The legend of Oedipus isn’t exactly the stuff of children’s stories, but classical literature’s most famous incest survivor did indulge in some reasonably harmless derring-do before that whole business with his mum turned things sour.

Steam Industry Free Theatre’s new kids’ play is a sort of U-rated prologue to ‘Oedipus & Antigone’ , the dark ‘main’ show in the company’s annual free season at the Scoop. And ‘Prince of Thebes’ sensibly incorporates some of the doomed nobleman’s better-known pre-’Oedipus Rex’ antics into its story, most notably the impressive puppet sphinx that confronts our young hero at the end.

Nonetheless, for the most part it’s less swashbuckling romp, more silly panto.
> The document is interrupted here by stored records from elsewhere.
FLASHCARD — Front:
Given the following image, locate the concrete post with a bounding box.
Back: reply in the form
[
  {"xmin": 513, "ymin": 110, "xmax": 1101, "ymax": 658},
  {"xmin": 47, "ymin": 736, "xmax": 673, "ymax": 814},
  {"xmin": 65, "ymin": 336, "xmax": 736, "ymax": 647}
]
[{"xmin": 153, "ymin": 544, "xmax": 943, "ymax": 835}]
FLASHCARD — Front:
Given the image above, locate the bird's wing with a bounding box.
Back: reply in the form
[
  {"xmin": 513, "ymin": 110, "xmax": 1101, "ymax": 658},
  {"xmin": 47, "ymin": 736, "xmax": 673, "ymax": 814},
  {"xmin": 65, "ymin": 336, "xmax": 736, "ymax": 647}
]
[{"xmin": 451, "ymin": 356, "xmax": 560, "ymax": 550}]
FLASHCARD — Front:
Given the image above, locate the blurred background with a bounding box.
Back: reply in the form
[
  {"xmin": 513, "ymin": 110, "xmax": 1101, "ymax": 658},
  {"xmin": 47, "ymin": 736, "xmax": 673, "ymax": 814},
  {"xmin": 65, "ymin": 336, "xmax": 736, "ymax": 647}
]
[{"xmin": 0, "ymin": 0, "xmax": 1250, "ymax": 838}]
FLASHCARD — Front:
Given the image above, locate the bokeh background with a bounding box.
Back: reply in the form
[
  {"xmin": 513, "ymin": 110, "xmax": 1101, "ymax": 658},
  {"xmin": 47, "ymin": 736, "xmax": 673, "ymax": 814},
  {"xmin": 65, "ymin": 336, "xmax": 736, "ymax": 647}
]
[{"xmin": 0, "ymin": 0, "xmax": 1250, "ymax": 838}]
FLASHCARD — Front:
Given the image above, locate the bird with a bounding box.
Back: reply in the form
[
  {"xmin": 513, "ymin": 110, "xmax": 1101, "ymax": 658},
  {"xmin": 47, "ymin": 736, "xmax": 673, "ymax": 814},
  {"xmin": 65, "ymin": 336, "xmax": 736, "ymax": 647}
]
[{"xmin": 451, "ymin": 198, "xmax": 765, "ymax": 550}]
After a slightly laboured encounter with the Oracle at Delphi, young Oedipus (Philip Scott-Wallace) acquires a posse, centred on jolly hockey sticks gal pal Pandora (Charlotte Whitaker) – out to recapture the ills of the world – and Archie (Joseph Wicks), a talking bear with a love of puns.

The play is very loud, there’s a lot of singing of clunkily reworded modern pop songs, and Archie makes some uncomfortably sour quips that don’t seem entirely in keeping with the young audience.

It’s a very winsome cast and there are much worse things you could be doing with your kids (just ask Jocasta!), but the production never finds a comfortable note until its rollicking climax, pinging through a panto-ish plot that lacks the madcap invention and subversive humour of the best Christmas shows.